今後の話し合いをするにしても、別の場所に移した方が良いだろう。そういった考えもあり、皆がその場からの撤収の準備に入った。とはいえ特に荷物を広げているわけでもなく、強いて挙げるなら幹比古による結界を解くくらいである。
幹比古が解除の印を結び、結界が解かれた。元々中にいる者達には分かりにくいが、外から見た者からは彼らの姿とマクシミリアンのトレーラーが突然現れたように見えたはずだ。
“襲撃者”は、まさにそのタイミングを狙っていた。
「――みんな、伏せろ!」
「――――!」
時間的猶予が無い中で最低限の単語だけ添えた達也の叫び声に、それでもほとんどの者達が即座に反応して行動した。実戦慣れしたエリカや克人はもちろんのこと、しんのすけも持ち前の反射神経で言われた通りその場に俯せとなった。

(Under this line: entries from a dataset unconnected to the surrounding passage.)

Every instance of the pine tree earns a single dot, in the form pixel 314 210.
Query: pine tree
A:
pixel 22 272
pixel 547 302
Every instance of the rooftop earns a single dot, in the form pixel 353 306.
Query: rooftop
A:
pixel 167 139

一方、皆に呼び掛けた張本人である達也は、彼らとはまた別の行動を取った。深雪のガーディアンであり、またその立場を差し引いても深雪の安全が最優先事項である彼は、深雪を自身の体に引き寄せ、自らを盾にするように地面に倒れ込んでいった。深雪は突然のことで驚愕したが、体を僅かに強張らせるのみでされるが儘となっていた。
そしてリーナも、自身の仲間であり非戦闘員であるミカエラを守るべく、彼女へと駆け寄っていった。しかし肩が触れ合うほどの間隔だった司波兄妹と違い、リーナとミカエラとでは数歩ほどの距離が空いている。
そしてその距離が、まさしく“致命的”だった。
「――ミアっ!」
まさしく手が触れる寸前だったリーナの目の前で、
ミカエラの心臓が、虹色に輝くレーザーに撃ち抜かれた。